Ainda pensativa, lembra da morte da mãe. Assassinada pelo namorado que acreditava em uma possível, mas não confirmada, traição. Crimes passionais são sempre tão risíveis... Não há de ser à toa que está entre os pecados capitais, que são, diga-se, os melhores de se cometer.
Tais pensamentos levam-na ainda a outro acontecimento. Remete-se ao dia em que seu pai a acordou no meio da noite, não cheirava à bebida, como de costume, no entanto, chegou a sua cama cambaleante. Fingimento? Talvez. Disse que ela estava virando mocinha e que os rapazes em breve começariam a desejá-la. E que ele, como pai, tinha direito de tê-la antes de todos os outros. Aos dez anos, não compreendera muito bem o que ele quisera dizer com “direito de tê-la”. Até que ele começou a passar a mão em suas coxas e tentar beijá-la. Oferecendo alguma resistência e tentando fazer algum barulho para que sua mãe, que dormia profundamente no quarto ao lado ouvisse, escutava ameaças sussurradas pelo pai.
É só do que consegue lembrar. Os demais detalhes foram apagados por sua memória seletiva. Lembra, porém, que depois foi a uma delegacia fazer corpo de delito, mas não antes de ir a um hospital com um forte sangramento. Recorda-se também que seu pai respondeu a um longo processo e passou um dia preso.
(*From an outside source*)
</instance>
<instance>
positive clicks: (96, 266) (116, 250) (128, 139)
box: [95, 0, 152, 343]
Acabou solto por um habeas corpus impetrado por sua advogada.
Dispersa em seus pensamentos, Eulália estava totalmente alheia aos insultos e gracejos de dois policiais que tomavam café perto de onde ela se encontrava. Ainda imersa em reminiscências, ela pensava com que dinheiro ia pagar o aluguel miserável do cubículo ainda mais miserável que a abrigava. O maldito cliente da noite anterior não só não pagou o programa como roubou o dinheiro que ela separara para o aluguel. Teria que trabalhar dobrado. “Mulher de vida fácil?”, pensou e fez um muxoxo.
Caindo em si, levantou-se e disse ao delegado que precisava ir embora, mas que a fiança ela pagaria a ele com a única coisa que ela sabia fazer profissionalmente, porque dinheiro, esse ela não tinha. Ele deu um sorriso com o canto dos lábios e disse: “Apareço no seu apartamento mais tarde. Se é que se pode chamar aquele muquifo de apartamento”. Ela deu um sorriso triste e se retirou. Já na rua movimentada e barulhenta acendeu um cigarro e parou num boteco de esquina para tomar uma cerveja.
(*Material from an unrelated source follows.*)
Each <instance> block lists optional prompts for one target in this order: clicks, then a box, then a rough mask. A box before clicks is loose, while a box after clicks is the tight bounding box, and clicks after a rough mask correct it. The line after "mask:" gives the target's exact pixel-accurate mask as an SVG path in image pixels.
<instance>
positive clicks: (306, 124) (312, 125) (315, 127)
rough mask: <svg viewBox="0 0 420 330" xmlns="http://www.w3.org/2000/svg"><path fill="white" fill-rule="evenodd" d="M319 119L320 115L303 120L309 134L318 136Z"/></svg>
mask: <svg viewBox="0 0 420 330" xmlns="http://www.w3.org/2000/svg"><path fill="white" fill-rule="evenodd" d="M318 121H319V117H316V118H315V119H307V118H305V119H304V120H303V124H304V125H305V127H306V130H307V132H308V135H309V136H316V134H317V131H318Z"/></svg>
Eulália não era bonita, nem jovem, não tinha charme algum e elegância definitivamente não era o seu forte. Seu olhar trazia a sombra que traz o olhar das pessoas sofridas e resignadas. Nunca se imaginara em outra profissão, embora já sentisse a perda numerosa de clientes por conta da idade avançada. No entanto, se sentia igualmente velha para uma mudança de vida. Não tinha família nem amigos. Era uma solitária, mas não por opção. A vida que levava exigia isso dela.
Tomando sua cerveja pensou que quando morresse não haveria velório, enterro... provavelmente iria para o IML com um adesivo escrito “indigente” colocado em seu dedão do pé direito. Tal pensamento a angustiava. Quem choraria sua morte? Alguém sentiria sua falta? Talvez o dono do prédio suburbano em que morava, quando fosse cobrar o aluguel e a porta não fosse atendida. Talvez o dono do motel barato ao qual ela levava seus parcos clientes. Ou nem eles.
Ao terminar a cerveja, tira da bolsa seu batom vermelho, passa em seus lábios murchos, cochicha algo ao ouvido do dono do boteco e vai embora sem rumo. Certamente volta para a vida anônima e não sentida que a angustia mais que a morte com as mesmas características.